If we exclude artificial rivers and lakes, it’s safe to say that no river system in the world flows in a straight line. If you don’t believe it, you can verify this yourself using Google Earth.
A straight line is the shortest path, yet rivers seem to “make things difficult” for themselves, continuously winding and stretching for thousands of kilometers. The question here is: Why?
Rivers Take Time to Curve
The curvature of rivers results from a combination of many natural factors. Water always flows downhill, but that downhill path might not be straight. And even if the
water’s path starts straight, over time, the river will still become curved. The degree of a river’s curve comes from a combination of many natural factors.
Imagine this: suddenly, an otter “excavates” one side of the riverbank to build a nest. It’s a small hole, but it inadvertently weakens the soil on that bank. Water will gradually flow into the hole at an increasingly faster rate as the soil erodes, while simultaneously weakening the water flow on the opposite bank. That slower current carries sediment, depositing it on the other bank. And over time, the straight section of the river literally becomes curved.
Of course, the otter is just a playful example. In reality, there are many natural factors at play that are sufficient to curve a river without needing an otter to dig.
From a scientific perspective, rivers flow not in straight lines but meander due to two main reasons: topography and the Coriolis force.
The reason of topography is probably easy to understand. Rivers tend to flow from higher elevations to lower elevations; in areas with rugged terrain, the river will meander.
The Coriolis force is a consequence of the Earth’s rotation on its axis. As the Earth rotates, every point at different latitudes on its surface (except the two poles) has a different tangential velocity and moves from West to East. Therefore, objects moving on Earth will be deflected from their initial direction. The Coriolis force strongly affects the direction of movement of air masses, ocean currents, rivers, ballistic trajectories, etc. This is why rivers meander, with erosion on one side and deposition on the other.

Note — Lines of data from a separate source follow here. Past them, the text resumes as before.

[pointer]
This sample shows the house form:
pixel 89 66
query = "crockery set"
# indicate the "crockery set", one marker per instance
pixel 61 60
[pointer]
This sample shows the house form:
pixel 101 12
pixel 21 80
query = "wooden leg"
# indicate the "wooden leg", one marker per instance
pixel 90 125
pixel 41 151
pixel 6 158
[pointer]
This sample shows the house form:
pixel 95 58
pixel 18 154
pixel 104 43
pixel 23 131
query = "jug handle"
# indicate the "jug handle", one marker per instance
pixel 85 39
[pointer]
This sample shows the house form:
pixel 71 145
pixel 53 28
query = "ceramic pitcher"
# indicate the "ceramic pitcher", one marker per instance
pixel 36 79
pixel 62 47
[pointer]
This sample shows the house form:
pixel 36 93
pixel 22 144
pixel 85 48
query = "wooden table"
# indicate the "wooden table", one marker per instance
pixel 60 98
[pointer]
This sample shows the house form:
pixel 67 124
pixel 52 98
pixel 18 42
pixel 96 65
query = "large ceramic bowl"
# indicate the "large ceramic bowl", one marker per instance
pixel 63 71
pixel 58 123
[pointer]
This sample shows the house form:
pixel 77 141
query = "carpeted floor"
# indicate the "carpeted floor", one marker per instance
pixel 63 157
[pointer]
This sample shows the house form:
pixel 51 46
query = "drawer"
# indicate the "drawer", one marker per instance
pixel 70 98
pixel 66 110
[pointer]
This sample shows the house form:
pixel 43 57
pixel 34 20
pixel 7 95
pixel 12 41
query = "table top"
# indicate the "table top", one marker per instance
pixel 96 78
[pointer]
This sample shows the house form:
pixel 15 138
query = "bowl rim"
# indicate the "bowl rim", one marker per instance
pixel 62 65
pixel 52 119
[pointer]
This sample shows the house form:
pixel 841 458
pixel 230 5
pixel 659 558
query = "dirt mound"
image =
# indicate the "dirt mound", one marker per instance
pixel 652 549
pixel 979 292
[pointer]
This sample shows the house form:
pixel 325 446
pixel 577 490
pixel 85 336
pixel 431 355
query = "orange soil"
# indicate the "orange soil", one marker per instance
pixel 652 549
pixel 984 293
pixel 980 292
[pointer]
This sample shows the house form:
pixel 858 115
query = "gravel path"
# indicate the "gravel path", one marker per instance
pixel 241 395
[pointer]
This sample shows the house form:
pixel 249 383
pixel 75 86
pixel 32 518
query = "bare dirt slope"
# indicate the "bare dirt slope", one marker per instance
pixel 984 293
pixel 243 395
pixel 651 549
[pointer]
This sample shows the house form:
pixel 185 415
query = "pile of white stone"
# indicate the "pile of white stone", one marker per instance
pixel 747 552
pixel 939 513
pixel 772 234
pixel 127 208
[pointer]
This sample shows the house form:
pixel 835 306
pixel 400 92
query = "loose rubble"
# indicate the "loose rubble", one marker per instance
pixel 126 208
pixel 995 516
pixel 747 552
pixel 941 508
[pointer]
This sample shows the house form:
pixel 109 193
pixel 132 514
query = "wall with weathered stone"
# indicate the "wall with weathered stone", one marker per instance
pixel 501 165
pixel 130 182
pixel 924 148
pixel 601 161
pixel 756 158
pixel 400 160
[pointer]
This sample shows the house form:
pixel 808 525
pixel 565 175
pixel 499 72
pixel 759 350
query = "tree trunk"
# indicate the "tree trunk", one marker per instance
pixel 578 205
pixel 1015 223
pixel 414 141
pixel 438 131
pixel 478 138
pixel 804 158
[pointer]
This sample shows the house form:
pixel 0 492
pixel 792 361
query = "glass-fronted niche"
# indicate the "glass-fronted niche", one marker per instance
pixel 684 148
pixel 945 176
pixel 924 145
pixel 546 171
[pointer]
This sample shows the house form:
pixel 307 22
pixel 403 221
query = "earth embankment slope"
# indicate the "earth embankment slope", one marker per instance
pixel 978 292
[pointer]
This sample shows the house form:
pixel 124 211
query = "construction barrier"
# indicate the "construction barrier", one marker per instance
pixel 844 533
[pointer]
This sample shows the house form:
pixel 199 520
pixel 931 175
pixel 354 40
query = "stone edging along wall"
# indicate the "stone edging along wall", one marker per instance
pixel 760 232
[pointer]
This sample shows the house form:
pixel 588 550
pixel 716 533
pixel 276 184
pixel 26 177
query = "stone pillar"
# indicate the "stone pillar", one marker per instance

At the beginning of their formation, riverbeds are usually not flat. As river water flows, for various reasons, the flow speed on the left and right sides is not completely equal. Here, the riverbank erodes a bit; there, a tree is lost; elsewhere, more water flows in from outside… These phenomena can all cause the river’s flow speed to increase or decrease in certain places. Simultaneously, the material on the two banks also differs; some areas are easily eroded, while others are quite solid. All of these factors cause the riverbed to become winding and tortuous.

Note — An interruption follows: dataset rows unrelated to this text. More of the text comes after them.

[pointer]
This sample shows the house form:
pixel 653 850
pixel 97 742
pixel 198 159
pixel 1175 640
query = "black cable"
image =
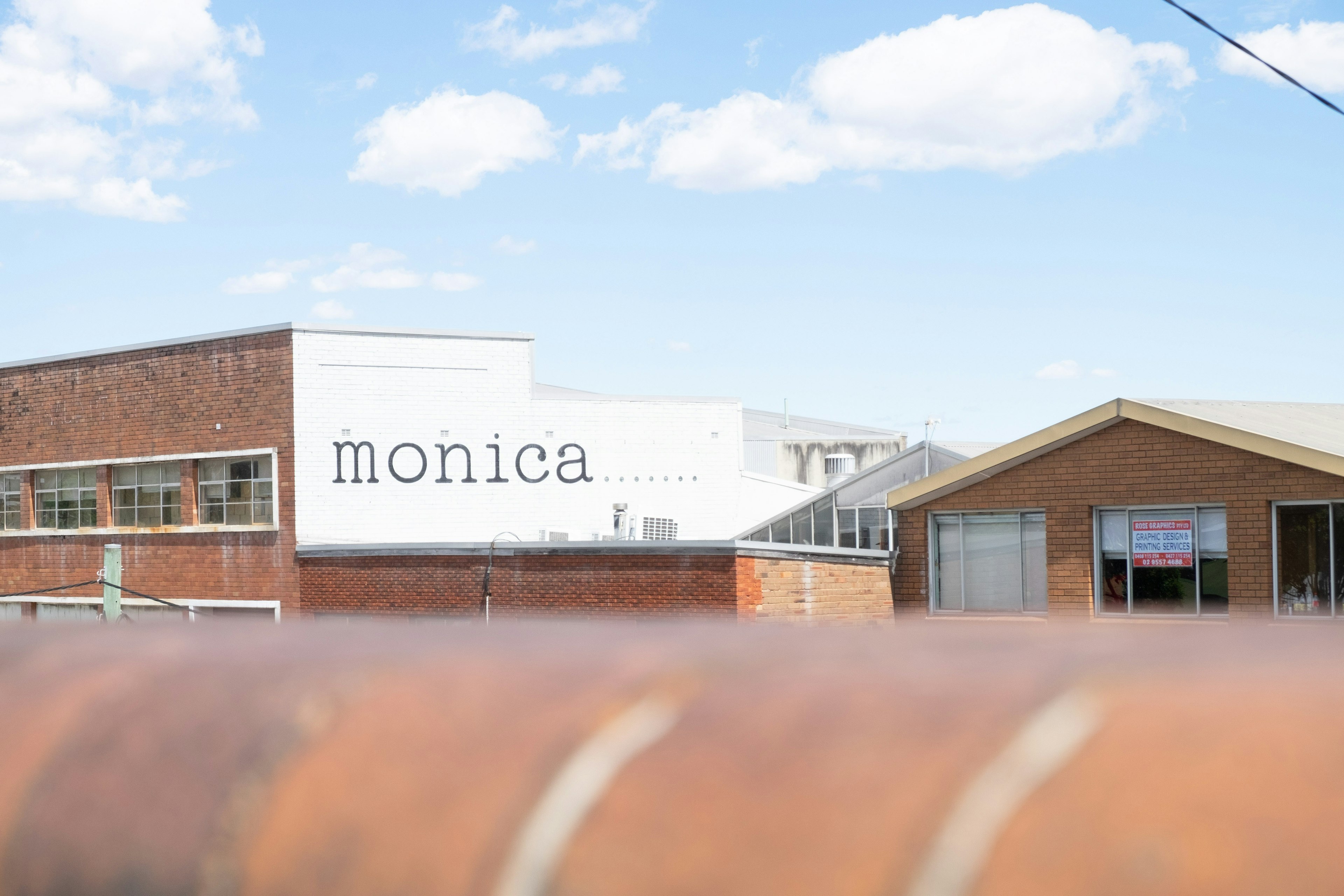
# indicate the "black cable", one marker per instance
pixel 1279 72
pixel 59 588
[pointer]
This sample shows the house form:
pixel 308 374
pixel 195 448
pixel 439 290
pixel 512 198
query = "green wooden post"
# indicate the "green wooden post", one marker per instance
pixel 111 575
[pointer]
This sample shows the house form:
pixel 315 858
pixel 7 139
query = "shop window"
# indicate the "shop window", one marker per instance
pixel 66 499
pixel 237 491
pixel 1163 562
pixel 990 564
pixel 10 487
pixel 823 522
pixel 147 495
pixel 865 528
pixel 1310 559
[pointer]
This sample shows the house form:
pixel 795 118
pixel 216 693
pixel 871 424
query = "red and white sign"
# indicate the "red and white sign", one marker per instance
pixel 1164 543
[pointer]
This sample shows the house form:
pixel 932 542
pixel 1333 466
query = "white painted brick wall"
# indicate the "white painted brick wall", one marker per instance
pixel 390 389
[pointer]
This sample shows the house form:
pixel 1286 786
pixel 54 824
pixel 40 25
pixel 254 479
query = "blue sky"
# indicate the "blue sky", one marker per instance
pixel 877 229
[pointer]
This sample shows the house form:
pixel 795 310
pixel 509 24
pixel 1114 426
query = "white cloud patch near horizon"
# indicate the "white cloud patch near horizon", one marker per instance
pixel 1000 92
pixel 451 140
pixel 81 84
pixel 1314 53
pixel 608 25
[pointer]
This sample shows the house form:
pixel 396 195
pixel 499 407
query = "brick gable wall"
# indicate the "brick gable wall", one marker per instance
pixel 1126 464
pixel 151 402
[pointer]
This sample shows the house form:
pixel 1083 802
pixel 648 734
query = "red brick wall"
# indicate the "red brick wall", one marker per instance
pixel 1126 464
pixel 160 401
pixel 598 585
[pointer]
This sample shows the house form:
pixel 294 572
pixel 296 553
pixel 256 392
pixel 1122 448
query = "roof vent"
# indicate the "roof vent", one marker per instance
pixel 839 468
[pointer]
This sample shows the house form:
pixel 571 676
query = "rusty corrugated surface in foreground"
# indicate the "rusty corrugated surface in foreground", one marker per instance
pixel 267 761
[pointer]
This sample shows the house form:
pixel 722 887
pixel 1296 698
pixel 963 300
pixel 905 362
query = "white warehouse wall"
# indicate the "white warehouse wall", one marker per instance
pixel 392 387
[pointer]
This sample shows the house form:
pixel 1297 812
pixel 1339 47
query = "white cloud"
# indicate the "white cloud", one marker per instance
pixel 1059 371
pixel 451 140
pixel 454 282
pixel 78 84
pixel 753 51
pixel 366 266
pixel 511 246
pixel 332 309
pixel 1314 53
pixel 1004 91
pixel 271 281
pixel 608 25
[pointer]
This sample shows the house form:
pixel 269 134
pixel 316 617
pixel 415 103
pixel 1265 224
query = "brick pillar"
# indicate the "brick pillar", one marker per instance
pixel 189 493
pixel 26 514
pixel 104 496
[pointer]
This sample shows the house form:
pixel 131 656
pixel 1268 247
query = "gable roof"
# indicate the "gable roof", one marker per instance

Bending a section of a river means changing the direction of the water flow. The redirected water flow creates a force acting on the riverbank soil, increasing erosion, and then the rest of the river also gradually curves as an inevitable law.

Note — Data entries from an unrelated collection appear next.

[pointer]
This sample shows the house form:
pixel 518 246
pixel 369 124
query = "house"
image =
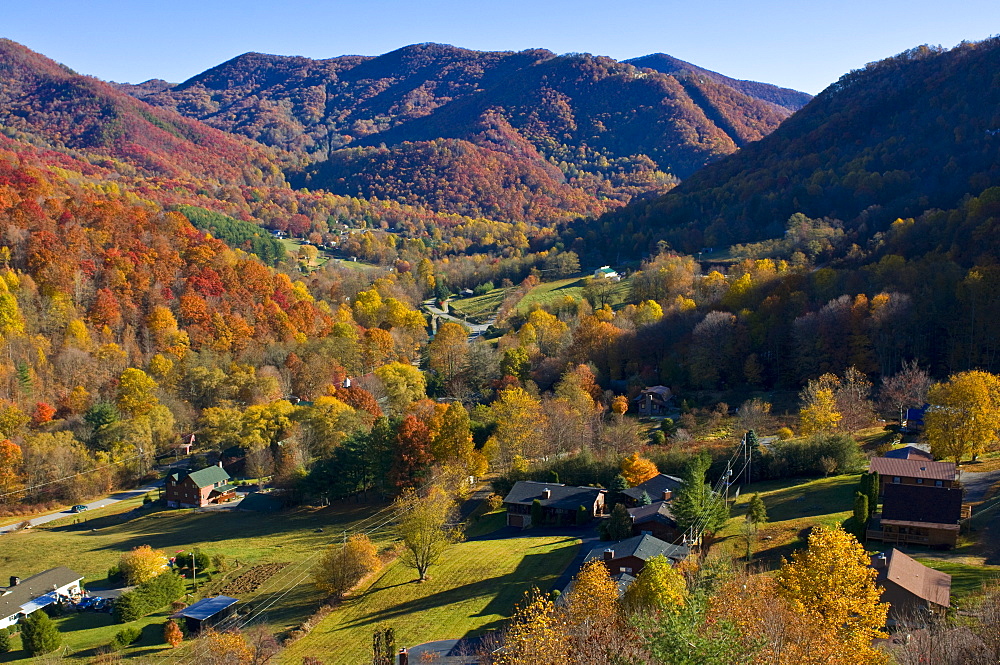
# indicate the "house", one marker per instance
pixel 206 612
pixel 560 503
pixel 199 488
pixel 909 452
pixel 910 588
pixel 655 520
pixel 630 556
pixel 653 401
pixel 913 471
pixel 607 273
pixel 923 515
pixel 660 487
pixel 23 597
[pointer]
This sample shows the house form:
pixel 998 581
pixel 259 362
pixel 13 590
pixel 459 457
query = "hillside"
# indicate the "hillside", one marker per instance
pixel 54 106
pixel 905 135
pixel 789 99
pixel 552 136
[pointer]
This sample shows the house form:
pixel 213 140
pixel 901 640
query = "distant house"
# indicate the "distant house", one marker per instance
pixel 657 520
pixel 23 597
pixel 913 471
pixel 560 503
pixel 653 401
pixel 660 487
pixel 199 488
pixel 607 272
pixel 630 556
pixel 909 452
pixel 205 613
pixel 911 588
pixel 921 515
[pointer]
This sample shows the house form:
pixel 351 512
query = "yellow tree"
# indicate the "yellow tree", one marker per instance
pixel 962 418
pixel 142 564
pixel 832 583
pixel 343 565
pixel 537 634
pixel 638 469
pixel 403 384
pixel 659 587
pixel 447 351
pixel 136 392
pixel 520 426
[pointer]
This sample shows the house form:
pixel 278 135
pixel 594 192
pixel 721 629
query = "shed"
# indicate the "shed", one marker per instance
pixel 206 612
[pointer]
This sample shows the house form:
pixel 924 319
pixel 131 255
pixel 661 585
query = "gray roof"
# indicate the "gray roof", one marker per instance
pixel 658 511
pixel 37 585
pixel 206 608
pixel 643 547
pixel 203 477
pixel 654 487
pixel 564 497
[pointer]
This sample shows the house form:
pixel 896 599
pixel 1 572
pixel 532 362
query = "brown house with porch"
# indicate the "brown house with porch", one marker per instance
pixel 920 515
pixel 913 590
pixel 560 503
pixel 199 488
pixel 913 471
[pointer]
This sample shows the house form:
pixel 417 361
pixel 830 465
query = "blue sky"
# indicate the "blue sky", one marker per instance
pixel 794 43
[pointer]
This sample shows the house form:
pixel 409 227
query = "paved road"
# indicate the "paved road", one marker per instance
pixel 100 503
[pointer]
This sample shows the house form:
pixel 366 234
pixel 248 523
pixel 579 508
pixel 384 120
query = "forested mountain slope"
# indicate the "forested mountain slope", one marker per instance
pixel 516 136
pixel 910 133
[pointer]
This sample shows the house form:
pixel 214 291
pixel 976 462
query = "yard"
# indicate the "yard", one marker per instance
pixel 472 590
pixel 246 538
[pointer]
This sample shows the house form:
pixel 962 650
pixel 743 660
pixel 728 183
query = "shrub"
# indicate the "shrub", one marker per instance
pixel 125 637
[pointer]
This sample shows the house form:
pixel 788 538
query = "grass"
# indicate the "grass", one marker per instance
pixel 473 589
pixel 793 508
pixel 91 547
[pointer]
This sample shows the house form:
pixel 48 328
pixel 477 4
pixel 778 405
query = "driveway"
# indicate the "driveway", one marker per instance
pixel 100 503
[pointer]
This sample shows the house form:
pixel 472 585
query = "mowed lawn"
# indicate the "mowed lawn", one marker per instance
pixel 473 589
pixel 793 508
pixel 91 547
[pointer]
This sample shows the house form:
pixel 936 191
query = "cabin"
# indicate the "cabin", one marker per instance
pixel 205 613
pixel 607 272
pixel 560 503
pixel 913 471
pixel 918 515
pixel 912 590
pixel 198 489
pixel 657 520
pixel 23 597
pixel 660 487
pixel 630 556
pixel 652 401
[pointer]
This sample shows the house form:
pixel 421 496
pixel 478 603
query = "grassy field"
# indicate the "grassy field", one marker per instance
pixel 473 589
pixel 91 547
pixel 793 508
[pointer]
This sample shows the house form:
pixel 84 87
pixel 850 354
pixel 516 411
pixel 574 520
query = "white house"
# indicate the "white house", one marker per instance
pixel 608 273
pixel 23 597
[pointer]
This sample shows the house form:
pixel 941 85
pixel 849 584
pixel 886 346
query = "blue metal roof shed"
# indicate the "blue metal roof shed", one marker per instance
pixel 206 612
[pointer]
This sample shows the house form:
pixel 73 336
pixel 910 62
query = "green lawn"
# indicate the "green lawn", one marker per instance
pixel 473 589
pixel 793 508
pixel 91 547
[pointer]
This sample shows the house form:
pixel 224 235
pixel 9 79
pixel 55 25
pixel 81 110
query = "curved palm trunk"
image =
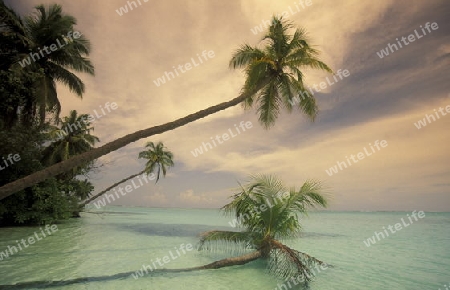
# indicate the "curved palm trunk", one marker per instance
pixel 215 265
pixel 111 187
pixel 34 178
pixel 228 262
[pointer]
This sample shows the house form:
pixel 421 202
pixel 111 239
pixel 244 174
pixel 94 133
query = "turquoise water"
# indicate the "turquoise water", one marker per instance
pixel 122 240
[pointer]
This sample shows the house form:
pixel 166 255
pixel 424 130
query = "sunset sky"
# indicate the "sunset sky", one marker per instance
pixel 381 98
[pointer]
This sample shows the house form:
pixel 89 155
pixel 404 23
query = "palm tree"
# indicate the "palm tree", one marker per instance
pixel 50 26
pixel 156 156
pixel 273 80
pixel 17 97
pixel 35 35
pixel 74 137
pixel 268 212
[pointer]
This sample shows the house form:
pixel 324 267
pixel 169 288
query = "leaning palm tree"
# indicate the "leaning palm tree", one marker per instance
pixel 273 81
pixel 157 157
pixel 72 138
pixel 50 26
pixel 268 213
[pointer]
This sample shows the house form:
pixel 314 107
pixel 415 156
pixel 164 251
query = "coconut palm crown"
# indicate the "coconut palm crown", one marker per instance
pixel 273 72
pixel 157 156
pixel 273 80
pixel 268 212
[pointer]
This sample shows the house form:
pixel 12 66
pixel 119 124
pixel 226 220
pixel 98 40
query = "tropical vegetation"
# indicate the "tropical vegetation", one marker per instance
pixel 268 213
pixel 29 114
pixel 274 80
pixel 158 158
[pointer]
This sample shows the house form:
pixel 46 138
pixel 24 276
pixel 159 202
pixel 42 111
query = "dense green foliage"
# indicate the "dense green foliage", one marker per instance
pixel 29 116
pixel 267 212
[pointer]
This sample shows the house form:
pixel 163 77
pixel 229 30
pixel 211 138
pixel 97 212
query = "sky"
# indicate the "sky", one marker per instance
pixel 378 98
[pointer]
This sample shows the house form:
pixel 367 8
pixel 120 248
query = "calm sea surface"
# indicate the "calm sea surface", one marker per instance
pixel 101 250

The larger the discharge of a river section, the greater the distance between its meanders. But there’s an interesting point common to all rivers in the world: the length of an S-shaped meander loop is approximately 6 times the width of the river. This means a short river section will resemble a miniature version of a larger river bend.
This curving process occurs continuously over time. And if it doesn’t encounter obstacles (like boulders, mountains…), at some point, two meanders of the river will meet. At that moment, the river will flow straight again, leaving behind its “curved” past. This “past” is called an oxbow lake.
An oxbow lake can be said to be a characteristic feature indicating the existence of a nearby river. And did you know, there are also traces of oxbow lakes on Mars, suggesting that the Red Planet once contained many oceans and a rich river system.